There are many gauges to monitor when managing a 401(k) account that can be confusing for those that aren’t financially well-versed. Following are some ways you can better manage your 401k in order to optimize returns:
1. Set Realistic Expectations
Just as you wouldn’t expect the casual pick-up basketball player to go one-on-one with an NBA star, you shouldn’t have the same hopes your conservatively invested 401k will perform as well as a more aggressive portfolio. In other words, you can’t expect to take a low risk and realize a high return.
It’s unrealistic to hold an allocation that is, for example, 40 percent bonds and 60 percent stocks to the same standard of the S&P 500 or Dow index. It would be like comparing apples to oranges as both of the latter entities are comprised of 100 percent stocks.
With your 401(k), you’re taking a more conservative approach by adding 40 percent bonds in order to take the volatility out of the portfolio so its not so erratic.
Also, use relevant benchmarks when assessing the performance of your mutual funds and avoid taking a “what have you done for me lately” approach. Extend some grace for quality mutual funds if there are a couple years of subpar performance before you do anything drastic. Over a hundred years of history reveal average returns that exceed those of just about every other investment vehicle out there.
There’s no reason to expect returns every year like we saw in 2013, when the S&P 500 posted its largest annual jump in 16 years and the Dow its biggest gain in 18. Growth like that is not sustainable long-term, nor necessary for you to achieve your financial goals.
2. Do Your Research
When you review your 401(k) funds, focus on the composition of the mutual fund. Which individual stocks/bonds are currently held in the mutual fund, and how do you feel about those individual stocks/bonds moving forward? Other key metrics to consider are the fund manager’s tenure, the amount of turnover in the portfolio and the beta (risk) of the portfolio.
Also, most people gravitate toward the past performance of the mutual funds as their deciding factor, but remember…. “Past performance is not indicative of future performance.” Just because a mutual fund is in favor this year or has done well in the past doesn’t mean it’s going to continue to do so. On the flip side, just because it’s done poorly in the past doesn’t mean its going to do poorly in the future.
Research your 401(k) with an eye toward the future. Which mutual funds are positioned to do well in the upcoming or current economic environment?
Understand what funds you own and why you own them. If you have a financial advisor, use him or her as a resource to help you assess whether your portfolio is still working for your current situation.
Finally, staying abreast of your 401k terrain is especially important in case your company changes the makeup of your plan. If your plan’s sponsor adds or deletes options, you need to be prepared to alter both your 401k plan and taxable accounts.
3. Resist the Urge to Tinker
Even though your account is protected from taxes, you should still avoid moving money around every time there’s a fluctuation in a stock.

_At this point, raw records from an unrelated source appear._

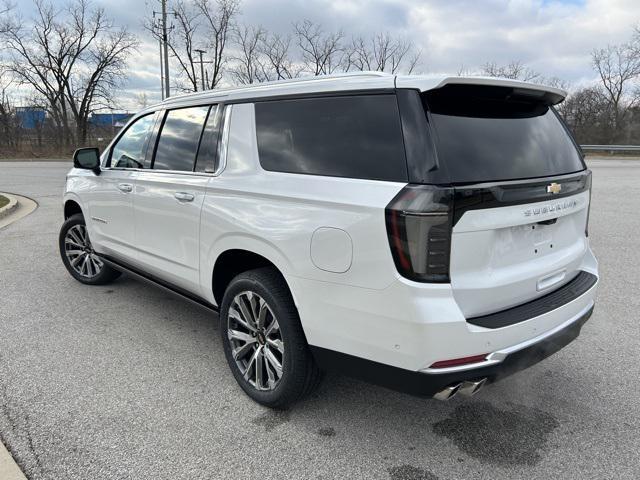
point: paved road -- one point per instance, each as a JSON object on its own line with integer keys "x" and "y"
{"x": 124, "y": 381}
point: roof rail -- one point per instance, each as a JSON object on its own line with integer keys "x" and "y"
{"x": 288, "y": 81}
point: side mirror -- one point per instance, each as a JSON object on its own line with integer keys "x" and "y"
{"x": 87, "y": 158}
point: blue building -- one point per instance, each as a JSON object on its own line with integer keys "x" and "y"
{"x": 31, "y": 117}
{"x": 109, "y": 119}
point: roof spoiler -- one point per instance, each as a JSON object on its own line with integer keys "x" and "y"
{"x": 545, "y": 94}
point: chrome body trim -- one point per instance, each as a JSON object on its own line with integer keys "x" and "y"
{"x": 499, "y": 355}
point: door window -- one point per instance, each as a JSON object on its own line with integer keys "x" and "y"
{"x": 207, "y": 153}
{"x": 130, "y": 149}
{"x": 348, "y": 136}
{"x": 179, "y": 139}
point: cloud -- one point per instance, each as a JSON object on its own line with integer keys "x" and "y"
{"x": 554, "y": 37}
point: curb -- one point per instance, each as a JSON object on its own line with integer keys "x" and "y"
{"x": 10, "y": 207}
{"x": 9, "y": 470}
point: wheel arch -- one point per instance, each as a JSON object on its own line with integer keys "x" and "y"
{"x": 232, "y": 262}
{"x": 72, "y": 207}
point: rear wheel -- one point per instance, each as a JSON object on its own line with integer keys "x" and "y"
{"x": 263, "y": 340}
{"x": 78, "y": 255}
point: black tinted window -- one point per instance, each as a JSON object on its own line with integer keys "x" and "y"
{"x": 207, "y": 154}
{"x": 179, "y": 138}
{"x": 357, "y": 137}
{"x": 130, "y": 149}
{"x": 490, "y": 135}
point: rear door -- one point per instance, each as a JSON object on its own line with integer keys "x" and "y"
{"x": 521, "y": 194}
{"x": 169, "y": 196}
{"x": 110, "y": 200}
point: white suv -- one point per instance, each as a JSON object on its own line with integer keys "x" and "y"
{"x": 426, "y": 234}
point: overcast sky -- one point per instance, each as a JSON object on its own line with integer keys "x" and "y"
{"x": 554, "y": 37}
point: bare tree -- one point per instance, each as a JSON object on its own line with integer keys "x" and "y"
{"x": 249, "y": 67}
{"x": 514, "y": 70}
{"x": 588, "y": 114}
{"x": 322, "y": 53}
{"x": 381, "y": 53}
{"x": 142, "y": 100}
{"x": 278, "y": 64}
{"x": 73, "y": 58}
{"x": 218, "y": 18}
{"x": 618, "y": 66}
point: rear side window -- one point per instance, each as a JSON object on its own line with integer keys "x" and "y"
{"x": 491, "y": 134}
{"x": 179, "y": 139}
{"x": 350, "y": 136}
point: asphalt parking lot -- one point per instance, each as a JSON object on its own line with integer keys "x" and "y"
{"x": 126, "y": 381}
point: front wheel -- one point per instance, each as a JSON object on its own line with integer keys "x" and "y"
{"x": 263, "y": 340}
{"x": 78, "y": 255}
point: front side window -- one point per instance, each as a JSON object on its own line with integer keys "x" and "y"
{"x": 207, "y": 153}
{"x": 347, "y": 136}
{"x": 130, "y": 149}
{"x": 179, "y": 139}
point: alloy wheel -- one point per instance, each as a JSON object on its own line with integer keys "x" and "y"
{"x": 80, "y": 254}
{"x": 256, "y": 340}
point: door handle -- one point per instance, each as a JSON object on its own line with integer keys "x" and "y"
{"x": 184, "y": 196}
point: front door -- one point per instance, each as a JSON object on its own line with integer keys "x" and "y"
{"x": 168, "y": 200}
{"x": 110, "y": 200}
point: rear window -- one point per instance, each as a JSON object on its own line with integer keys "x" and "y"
{"x": 348, "y": 136}
{"x": 493, "y": 133}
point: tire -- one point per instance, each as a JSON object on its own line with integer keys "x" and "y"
{"x": 265, "y": 296}
{"x": 82, "y": 264}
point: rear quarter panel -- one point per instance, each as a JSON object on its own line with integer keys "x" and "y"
{"x": 275, "y": 215}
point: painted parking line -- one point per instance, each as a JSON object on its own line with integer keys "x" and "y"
{"x": 9, "y": 469}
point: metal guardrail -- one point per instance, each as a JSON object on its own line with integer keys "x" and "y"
{"x": 610, "y": 148}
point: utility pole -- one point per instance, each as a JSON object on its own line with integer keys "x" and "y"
{"x": 161, "y": 70}
{"x": 202, "y": 62}
{"x": 165, "y": 49}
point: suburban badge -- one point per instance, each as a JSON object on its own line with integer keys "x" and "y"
{"x": 554, "y": 188}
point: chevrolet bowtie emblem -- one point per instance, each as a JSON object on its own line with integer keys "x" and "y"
{"x": 554, "y": 188}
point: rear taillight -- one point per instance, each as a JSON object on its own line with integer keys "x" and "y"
{"x": 419, "y": 223}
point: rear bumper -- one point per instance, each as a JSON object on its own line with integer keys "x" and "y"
{"x": 428, "y": 382}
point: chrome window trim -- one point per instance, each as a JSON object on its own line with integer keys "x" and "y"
{"x": 224, "y": 141}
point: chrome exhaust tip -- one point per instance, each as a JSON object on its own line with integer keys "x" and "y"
{"x": 470, "y": 388}
{"x": 447, "y": 392}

Try not to be overly alarmed by economic news headlines. Instead, focus on ensuring you have an allocation that’s appropriate for your time horizon. If you get a tip from someone, before you put it into action, make sure you have a time horizon that matches the tip. Another person may be more risk tolerant than you or have more time to recover from the volatility that comes with their particular strategy.
Instead of frequently making changes to your funds, do some research on how to rebalance your original 401K mix periodically. Your portfolio’s risk/reward profile won’t be altered much, but its a way to keep your funds in check.